Korean-British artist duo creates physical expressions of light and space
Nicholas Kim, June 28, 2016, 9:53 a.m.
GWANGJU -- The name of the Seoul-based artist duo Kimchi and Chips pretty much tells where the artists are from. The Korean-British artist duo Mimi Son and Elliot Woods formed an art studio in 2009, adopting the quirky name. Since then, the two have been creating installations that challenge people’s perception of light and space and presenting them at museums and galleries throughout the world.
One of the most well-known works is the first edition of the “Light Barrier” series in which artists materialized three-dimensional shapes from light by crisscrossing millions of calibrated beams using projections and concave mirrors, while intensifying the effect with grandiose sound.
That work left such a strong impression that two Korean art institutions commissioned them to create two additional versions of the series. Son and Woods are presenting the third edition of “Light Barrier” at the Asia Culture Center in Gwangju from June 24 to Oct. 23. The second edition, “483 Lines” of vertical strings and light performances on each thread, was commissioned by the Jeju Museum of Art and exhibited at the museum in 2014.
“When we have a project like ‘Light Barrier,’ many people want to commission it because they now know what it will be like. But the first time we made it, we didn’t know what it was going to look like,” said Woods at an interview at the ACC in Gwangju, on June 23, ahead of the official unveiling of the installation. The artists, part of the ACC’s residence program, have been working at the creation and production center of the new cultural institution, the ambitious workshop facility the institution envisions as the core of its creativity.
The concept of materializing light and space was also unexplored territory for the artists. For audiences, it’s a concept that is hard to understand immediately. “All our projects don’t have surfaces. They have a lot of elements played out, which makes it very much difficult to imagine the ways you understand buildings and paintings,” Woods explained.
But the synergy of Woods’ background in physics and Son’s experience in interactive design enabled the unfamiliar concept to be endowed with physical forms and to be effectively delivered to audiences.
“When we started working together, we didn’t have any specific goal. We didn’t know what we would become. We liked to experiment with each other’s world,” Son said. Woods studied physics, and Son studied designing interfaces or systems that assist users with special needs, such as autistic children and their parents, in everyday life.
The two met at an art festival in Denmark where Woods was showing his visual projects and Son was presenting her project for autistic children. Woods said he was shocked when Son told him his work was “superficial.” That was when the highly visual technology met human touch, the artists said. The two members didn’t think of themselves as artists in the early days of their collaboration. But when their visual displays were exhibited in galleries and museums, people labeled them artists and the two started to consider themselves such.

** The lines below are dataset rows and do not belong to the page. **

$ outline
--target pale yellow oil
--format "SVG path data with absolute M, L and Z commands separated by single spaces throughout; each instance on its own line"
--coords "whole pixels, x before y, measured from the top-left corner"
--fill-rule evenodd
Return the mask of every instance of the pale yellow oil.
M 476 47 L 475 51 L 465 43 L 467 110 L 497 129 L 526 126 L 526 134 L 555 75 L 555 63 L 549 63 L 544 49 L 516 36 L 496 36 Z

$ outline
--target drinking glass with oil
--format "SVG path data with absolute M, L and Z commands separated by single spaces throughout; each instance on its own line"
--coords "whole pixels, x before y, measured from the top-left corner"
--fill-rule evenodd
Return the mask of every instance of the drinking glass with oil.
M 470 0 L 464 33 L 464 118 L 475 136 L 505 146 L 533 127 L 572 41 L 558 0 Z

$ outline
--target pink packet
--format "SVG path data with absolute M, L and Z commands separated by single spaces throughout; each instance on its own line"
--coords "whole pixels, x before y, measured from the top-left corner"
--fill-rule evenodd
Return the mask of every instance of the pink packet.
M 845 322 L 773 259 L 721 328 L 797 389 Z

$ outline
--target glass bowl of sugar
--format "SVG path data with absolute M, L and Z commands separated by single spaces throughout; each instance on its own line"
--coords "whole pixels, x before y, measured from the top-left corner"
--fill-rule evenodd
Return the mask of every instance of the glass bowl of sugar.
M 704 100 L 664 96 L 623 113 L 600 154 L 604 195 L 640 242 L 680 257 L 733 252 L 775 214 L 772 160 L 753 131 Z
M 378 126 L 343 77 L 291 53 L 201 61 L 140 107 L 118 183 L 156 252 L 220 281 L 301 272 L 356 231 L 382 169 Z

“This is not within the realm of how people ordinarily describe artwork, but it is definitely artwork,” said Woods. Their work processes don’t start from sketching on a piece of paper. They start with having an abstract feeling or image that they want to deliver to audiences. “We begin to create without knowing what the final work would look like. We discover a lot of things during the work process,” Son explained.
In the 2011 “Lit Tree,” the artist duo imagined a three-way interaction among light, tree and audiences. They brought in a small bamboo tree and used it as a canvas on which a video projection creates volumetric light patterns using its own leaves as voxels.

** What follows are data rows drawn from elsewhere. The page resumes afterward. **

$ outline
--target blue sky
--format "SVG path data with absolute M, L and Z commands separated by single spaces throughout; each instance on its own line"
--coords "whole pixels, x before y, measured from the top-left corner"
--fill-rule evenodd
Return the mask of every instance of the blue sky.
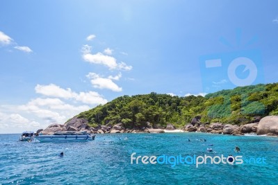
M 256 64 L 250 84 L 276 82 L 277 7 L 277 1 L 2 1 L 0 133 L 63 123 L 123 95 L 234 88 L 238 83 L 227 72 L 234 58 Z M 209 60 L 225 63 L 211 70 Z M 254 71 L 244 69 L 236 76 Z

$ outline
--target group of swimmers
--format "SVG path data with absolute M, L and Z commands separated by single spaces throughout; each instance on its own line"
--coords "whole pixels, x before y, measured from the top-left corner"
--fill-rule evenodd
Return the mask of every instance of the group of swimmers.
M 203 140 L 202 140 L 202 139 L 200 139 L 199 141 L 203 141 Z M 188 139 L 188 141 L 191 141 Z M 204 141 L 206 141 L 206 139 L 204 139 Z

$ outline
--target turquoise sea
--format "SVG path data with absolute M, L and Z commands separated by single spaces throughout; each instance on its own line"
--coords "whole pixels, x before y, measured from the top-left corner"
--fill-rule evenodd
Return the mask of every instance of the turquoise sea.
M 17 141 L 19 136 L 0 134 L 0 184 L 278 184 L 275 137 L 114 134 L 97 134 L 95 141 L 83 143 L 40 143 Z M 234 152 L 236 146 L 240 153 Z M 61 152 L 63 157 L 58 156 Z M 136 161 L 131 164 L 133 152 L 135 157 L 242 155 L 243 164 L 198 168 Z

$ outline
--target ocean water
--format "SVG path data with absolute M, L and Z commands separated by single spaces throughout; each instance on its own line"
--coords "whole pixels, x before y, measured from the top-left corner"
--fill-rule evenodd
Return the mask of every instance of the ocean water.
M 40 143 L 17 141 L 19 136 L 0 134 L 0 184 L 278 184 L 275 137 L 114 134 L 97 134 L 88 142 Z M 234 152 L 236 146 L 240 153 Z M 61 152 L 63 157 L 58 156 Z M 134 157 L 232 155 L 244 160 L 242 164 L 198 168 L 194 164 L 131 164 L 133 152 Z M 265 164 L 258 159 L 263 158 Z

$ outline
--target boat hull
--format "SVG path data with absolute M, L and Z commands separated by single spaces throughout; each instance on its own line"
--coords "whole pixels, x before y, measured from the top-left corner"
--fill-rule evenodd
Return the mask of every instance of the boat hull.
M 90 135 L 41 135 L 34 139 L 40 142 L 78 142 L 95 140 L 95 136 Z

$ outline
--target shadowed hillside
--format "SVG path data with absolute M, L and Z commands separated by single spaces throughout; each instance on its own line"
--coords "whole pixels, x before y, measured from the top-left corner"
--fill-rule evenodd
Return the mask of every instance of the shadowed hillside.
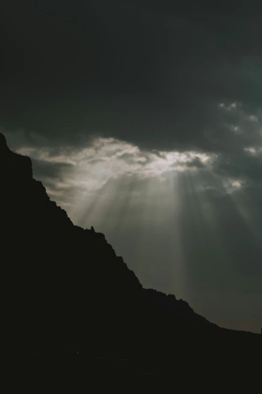
M 12 152 L 1 134 L 0 169 L 10 348 L 64 355 L 73 345 L 86 359 L 124 356 L 139 369 L 150 361 L 159 373 L 174 365 L 213 373 L 223 360 L 237 374 L 259 357 L 260 336 L 220 329 L 175 296 L 143 289 L 103 234 L 74 225 L 50 200 L 30 158 Z

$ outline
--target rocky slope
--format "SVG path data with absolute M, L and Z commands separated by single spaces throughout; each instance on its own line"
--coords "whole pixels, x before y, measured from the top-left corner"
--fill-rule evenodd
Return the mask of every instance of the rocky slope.
M 30 158 L 12 152 L 1 134 L 0 176 L 7 343 L 30 348 L 81 344 L 89 354 L 156 360 L 190 353 L 192 361 L 203 349 L 210 354 L 211 342 L 217 354 L 225 347 L 232 354 L 243 343 L 243 335 L 210 324 L 174 296 L 143 289 L 103 234 L 74 225 L 50 200 L 33 178 Z M 246 349 L 253 349 L 257 336 L 247 335 Z

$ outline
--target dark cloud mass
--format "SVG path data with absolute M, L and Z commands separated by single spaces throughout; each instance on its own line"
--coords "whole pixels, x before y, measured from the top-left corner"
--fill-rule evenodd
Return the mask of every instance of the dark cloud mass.
M 259 2 L 1 7 L 0 126 L 10 146 L 144 285 L 224 327 L 258 331 Z

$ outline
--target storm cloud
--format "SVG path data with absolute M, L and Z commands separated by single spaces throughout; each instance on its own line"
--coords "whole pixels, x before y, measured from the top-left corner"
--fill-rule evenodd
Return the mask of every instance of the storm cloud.
M 0 125 L 145 286 L 262 323 L 262 6 L 4 3 Z

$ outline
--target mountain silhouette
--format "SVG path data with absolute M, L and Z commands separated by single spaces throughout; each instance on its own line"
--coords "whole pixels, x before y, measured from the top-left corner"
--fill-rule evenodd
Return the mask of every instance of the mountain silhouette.
M 50 200 L 30 159 L 10 150 L 1 133 L 0 168 L 10 348 L 62 354 L 74 345 L 88 359 L 122 356 L 165 373 L 175 363 L 177 373 L 204 368 L 210 376 L 221 363 L 236 376 L 260 357 L 261 336 L 219 328 L 174 295 L 143 289 L 102 233 L 74 225 Z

“Trees react to light. You can see at the end of the exhibition, the tree looks different from when they first came in,” said Woods. Throughout their collaborative works, Kimchi and Chips developed the concept of “drawing in the air.”
The third edition of “Light Barrier,” currently on view at the ACC, creates ghost-like geometrical shapes above a shell-like structure that consists of 630 concave mirrors. Light beams shoot from every angle and the reflections from the mirrors create a mesmerizing view of what seems like mystical underwater rays of sunlight.
“The Light Barrier helps audiences redefine what their limits of realities are. They will see something which challenges what’s possible and impossible in their mind,” said Woods.